If you seek to make a citizen's arrest, you had best be sure that a) your state allows you to do that, and b) the underlying circumstances justify it. If you are wrong about any of that, well, trying to detain someone that you have no right to hold is attempted kidnapping. You may be found to be committing a crime. Criminals in the act of doing crime don't get to claim self-defense.

If you are not legally right, you can be faced with a lifetime behind bars, as Travis McMichael, his father and his neighbor are finding out. So did Michael Drejka.

If you're legally right, but the circumstances around it are sketchy, even if you are acquitted, what you did will follow you for the rest of your life like a stink that you can never wash away. It won't matter if you cure cancer or do anything else, you will be forever known for that one act.
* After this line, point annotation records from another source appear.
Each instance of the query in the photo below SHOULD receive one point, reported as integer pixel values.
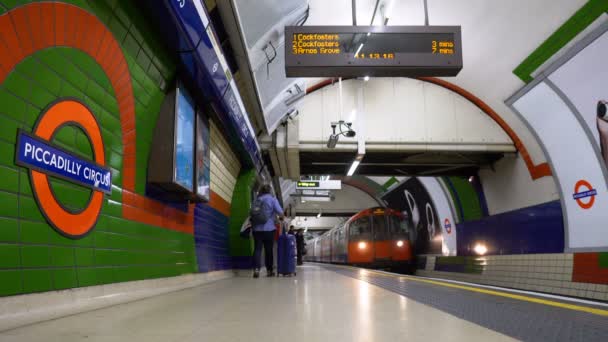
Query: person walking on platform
(263, 213)
(300, 245)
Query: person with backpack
(263, 212)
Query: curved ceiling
(497, 36)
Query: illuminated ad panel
(357, 51)
(564, 112)
(184, 140)
(203, 155)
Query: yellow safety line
(574, 307)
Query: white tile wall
(551, 273)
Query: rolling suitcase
(286, 263)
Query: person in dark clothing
(263, 234)
(300, 245)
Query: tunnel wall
(103, 55)
(583, 275)
(559, 108)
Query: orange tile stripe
(536, 170)
(218, 203)
(586, 269)
(36, 26)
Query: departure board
(357, 51)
Even if it isn't a high-profile case, anyone doing research on you will find out about the shooting.[1]

Beyond that, being acquitted for a crime doesn't cut much ice when it comes to civil liability.[2] As any lawyer who wasn't doing cocaine for three years during law school can tell you, the real meaning behind being found "not guilty" can be better understand as a verdict of "not proven" -- the prosecution didn't prove that a crime had been committed beyond a reasonable doubt. In civil court, the burden of proof is much lower. Did you negligently/recklessly (whatever) shoot the other guy? There, the standard of proof is "more likely than not," or 50.1% likely. A jury can find that you didn't act properly, that the other guy was largely responsible for what happened and you can still be dinged with a six-figure judgment. If the judgment creditors want, they can hound you for a very long time.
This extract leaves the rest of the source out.